Tygodnik Podhalański nr 42, 19 października 2017

Tutaj skan artykułu

Inne komentarze w Tygodniku Podhalańskim (2017)

Maciej Pinkwart

Eksplozja kolorów

 

Na jesień w tym roku nie można narzekać. Po paru dniach chłodu przyszło słoneczne ciepło, sądy wciąż jeszcze są częściowo niezależne, a i prasa skoncentrowana w obcych, nie pisowskich, rękach na razie egzystuje bez przeszkód. Rząd wciąż jeszcze nie zrekonstruowany i coraz smutniejsza pani premier wciąż błyska nowymi broszkami. Demonstrować wciąż jeszcze wolno, miesięcznice smoleńskie liczy się już nie od przodu, tylko od tyłu: nie ile zorganizowano, tylko ile jeszcze się zorganizuje. Pan prezes ostatnio dopuścił możliwość, że prawdy o Smoleńsku nie poznamy nigdy. To, że wielu normalnych Polaków prawdę tę – smutną i mało efektowną – zna już od wielu lat, nie zmienia faktu, że wyznawcy wiadomego kultu nie oczekują prawdy, tylko własnej prawdy. Jak wiadomo, ks. profesor Tischner wyróżnił trzy rodzaje prawdy. Dodać teraz do nich należy czwartą: smoleńską. Pan Antoni ostatnio odkrył nowy dowód na eksplozję tupolewa.

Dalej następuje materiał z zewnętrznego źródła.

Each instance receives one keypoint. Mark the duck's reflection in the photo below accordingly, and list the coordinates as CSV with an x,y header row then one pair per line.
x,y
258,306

A za oknami – bajeczne kolory jesieni. Trawa niby jeszcze zielona, ale drzewa – i zielone, i czerwone, i żółte, i brązowe, i łyse całkiem też się trafi. Ptaki migrujące odleciały, imigranci nie przylecieli, lekarze rezydenci też by odlecieli za granicę, jak to im radzi pewna pani poseł z PiS-u, ale na razie nie lecą, bo ich nie stać na bilet w Ryanairze. Zresztą Ryanair też strajkuje, albo plajtuje, trudno się zorientować. Z powodu strajku kontrolerów lotu na lotniskach Francji musiałem podróżować ostatnio znad Atlantyku przez Afrykę, a na trasie od Maroka do Austrii najjaśniej i najgęściej oświetlonym krajem była… Algieria, o której przeciętny pasażer airbusa nie wie zgoła nic. Kraj, który kojarzy się tylko z biedą, nędzą, pustynią i tzw. islamizmem z wysokości 10 km w bezchmurną noc wyglądał jak paryskie Champs-Elysées w Boże Narodzenie, co kazało pomyśleć o tym, jak bardzo niekompatybilne z rzeczywistością są schematy myślowe, którymi zazwyczaj się posługujemy.

Piękno świata polega na tym samym, co piękno jesieni: na różnorodności i pomieszaniu wielu kolorów, zwyczajów, przypraw i melodii. Rozmaite utopie społeczne i ekonomiczne, które dziś dają władzy 47 % poparcia, bo chciałby uszczęśliwić nas przede wszystkim urawniłowką pod hasłem wszyscy mamy takie same żołądki, prowadzą w najlepszych wypadku do koszar, w najgorszym – na cmentarz. Jesień obdarowuje nas deszczem i słońcem, chłodem i ciepłem, halnym wiatrem, przymrozkami i pierwszym śniegiem. A przede wszystkim kolorami. Drzewa tych samych gatunków rosnące obok siebie mają liście o różnych kolorach. Stroją się w nie na bogato, zwykle zaledwie na kilkanaście dni przed tym, nim wiatr, mróz i zimowa rezygnacja każe tym wręcz benettonowskim szatom opaść na ziemię i zniknąć pod śniegiem. Cieszmy się, póki jest kolorowo i różnorodnie, bo nie wiemy jak długo to potrwa.

I niech nas nie martwi to, że botanicy do dziś nie wiedzą po co jedne drzewa zmieniają jesienią kolory liści, inne nie i dlaczego dzieje się to tuż przed tym, zanim umrą na dobre w ramionach zimy.